George P. Shultz, who died on Feb. 6 at the age of 100, was a great man, a great patriot and a great U.S. secretary of state. He quite possibly was the most underrated secretary in our history.
Shultz held four cabinet offices during his long career of public service, including two of the original, most senior cabinet positions. As secretary of state and secretary of the treasury, Shultz was a worthy successor to Jefferson and Hamilton.
Shultz took on those responsibilities at moments of political chaos, moving to the Treasury Department during the economic crisis of the mid-1970s and replacing a flailing Alexander Haig at the State Department at a moment when American national interests were under severe challenges in Europe, Asia and our own hemisphere.
A former Princeton University fullback and World War II Marine officer, Shultz had no need to project toughness in the rough-and-tumble of Washington politics. He demonstrated political courage in resisting President Richard Nixon’s efforts to use the IRS against political adversaries; this toughness served us well a decade later when circumstances in the Soviet Union offered the opportunity to influence developments in Moscow to the benefit of the United States.
Twentieth-century secretaries of state traditionally were trained in the law, and viewed foreign policy issues as discrete matters, to be addressed before moving on to the next problem in the inbox.
Shultz, who held a doctorate in economics from the Massachusetts Institute of Technology, understood that foreign policy decisions involved ripple effects—often unanticipated—impacting matters both directly and indirectly related. He was a leader with unusually broad vision.
Shultz also understood the importance of alliances, both formal and informal, and urged foresight in managing them. He instructed American diplomats to “tend the garden”—to focus on nurturing relationships while they were good rather than repairing them when problems emerged. He described this approach in simple terms, as removing weeds when they first appear, rather than waiting until the garden was overrun.
Shultz recognized the importance of mutual trust among allies and credibility toward adversaries, but that this would not appear overnight. Shultz convinced a previously skeptical President Ronald Reagan of the benefits of engagement with the Soviet Union, overcame the resistance of hard-liners elsewhere in the administration, and established the primacy of diplomacy (and the State Department) in the administration’s response to international challenges.
The 1987 Intermediate-Range Nuclear Forces (INF) Treaty, which stabilized political-military relations across the European continent, typified Shultz’s patient, methodical statesmanship. Shultz understood that Mikhail Gorbachev’s Soviet Union was not an enemy, but an adversary with which the United States could address differences. The United States, he believed, always should do so from a position of strength.
The INF agreement was a masterpiece of American diplomacy, requiring careful management of official and public perceptions both in Europe and the United States. It repaired a potentially existential rift in the NATO alliance while eliminating entire classes of nuclear weapons and delivery systems.
Comfortable in the limelight, Shultz never sought it. His ability to represent American policy before a sometimes skeptical public, and that public’s confidence in him, were major elements in the Reagan administration’s success. He would have made a superb president of the United States, but he never aspired to elected office.
Shultz always cautioned us to remember for whom we worked. He admired Reagan’s leadership, and the personal trust he earned from Reagan was a fundamental element in his and the State Department’s success.
Shultz made a point of asking incoming American ambassadors to find their country on a globe. Invariably, they would indicate their diplomatic destination. “No,” the secretary would respond, turning the globe and putting his finger on the United States. “This is your country.”
Shultz recognized the value of the world’s best diplomatic service and capable, dedicated State Department civil servants. He listened to experts, took their advice when appropriate, and always respected their professionalism and patriotism.

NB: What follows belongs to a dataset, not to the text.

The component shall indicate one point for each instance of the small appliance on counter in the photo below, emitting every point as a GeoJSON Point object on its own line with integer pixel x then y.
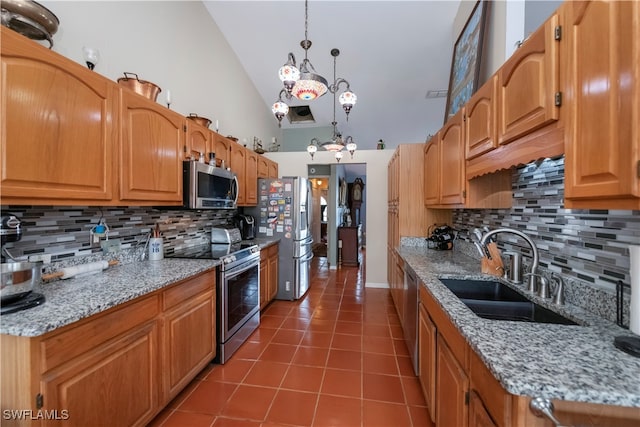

Shultz was dedicated to their welfare and professional development; the modernization of the Foreign Service Institute was among his proudest achievements as secretary of state.
I had the rare opportunity to closely observe Shultz from 1984 to 1985 as a special assistant. I watched him restore coherence to American diplomacy, and confidence and trust in American leadership. In December, I and other former members of Shultz’s staff met with him via Zoom to wish him a happy 100th birthday.
Our comments focused on his personal example, his emphasis on the importance of building trust. A great, humble, decent man now rests in peace, serving as model for future public servants.
Michael A. Butler, Ph.D.,
is a lecturer of history at the College of William & Mary. Previously he served for 30 years in the U.S. State Department Foreign Service.